Baraboo   WI   53913
 > Tesla List readers,
 > Recently a friend of mine who has been building Tesla coil projects for
 > over 20 yrs, built a small asychronous rotary gap. He wanted it for use on
 > small coils so it has only a 6" rotor disk. He used a small universal
 > from a vacuum cleaner. The rotor is 6" by 1/8" Lexan and the rotating
 > hardware was #8 brass acorns and all thread.
 > The rotor and motor were fully enclosed in plastic. The rotor case was
 > Lexan. The motor case was acrylic. The overall appearance is like an
 > fan but made of plastic. The finished project was a work of art with
 > everything carefully balanced so that it ran with no noticable vibration.
 > When I was over to see the progress on the rotary,  he had not installed
 > the stationary electrodes which were to be tungsten. We spun up the unit
 > and made speed measurements with a strobe tach. At 60 VAC the little motor
 > was turning over 6000 rpm and the unit had somewhat of a siren quality to
 > it. We stopped at 70 VAC as this speed was more than would be needed. I am
 > always a little wary when near rotating equipment that is in the whine to
 > siren mode.
 > A few days later, my friend was not in a great mood. He had installed the
 > stationary electrodes and gapped them at around 0.040". He decided to run
 > more safety checks and cranked it up to 80 VAC. At this point there was a
 > loud bang and shrapnel proceeded to eject through the 1/4" Lexan and some
 > small threaded parts left an indent in the shelves across the room. He
 > stated there were parts 30 ft from ground zero. Fortunately nothing hit
 > him. The probable cause was that the 1/8" rotor flexed enough due to air
 > pressure being ported through special holes for that purpose so that it
 > caused the flying electrodes to be sheared off. The Lexan disk did not
 > Fast forward. Due to his experience, I decided to rework my tungsten rod
 > propeller gap as used by some folks on this bulletin board. I had a 4"
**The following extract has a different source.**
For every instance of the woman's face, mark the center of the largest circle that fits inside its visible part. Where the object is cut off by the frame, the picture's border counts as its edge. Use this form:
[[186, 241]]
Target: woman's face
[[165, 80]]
 > fiberglass shield around it but it was fairly flimsy. So I replaced it
 > a "firewall" of 1/4" masonite I had around. The masonite has bricks
 > embossed on one side - thus the term firewall.  The shield was much deeper
 > (rotary is horizontal) so that flying parts have to bounce around a
 > while  before leaving the area. Today when I was running this rotary, I
 > heard a moderate "bang". The system shutdown on its own so I figured on a
 > blown cap. Instead, the tungsten propeller rod had turned into three
 > and hit the firewall without too much ado. I was glad for the added safety
 > of the masonite.
 > I will forward photos of the Lexan rotary to Terry  for possible inclusion
 > in his hotstreamer site.
 > Keep your coiling safe. Assume your rotary will fail so provide shielding.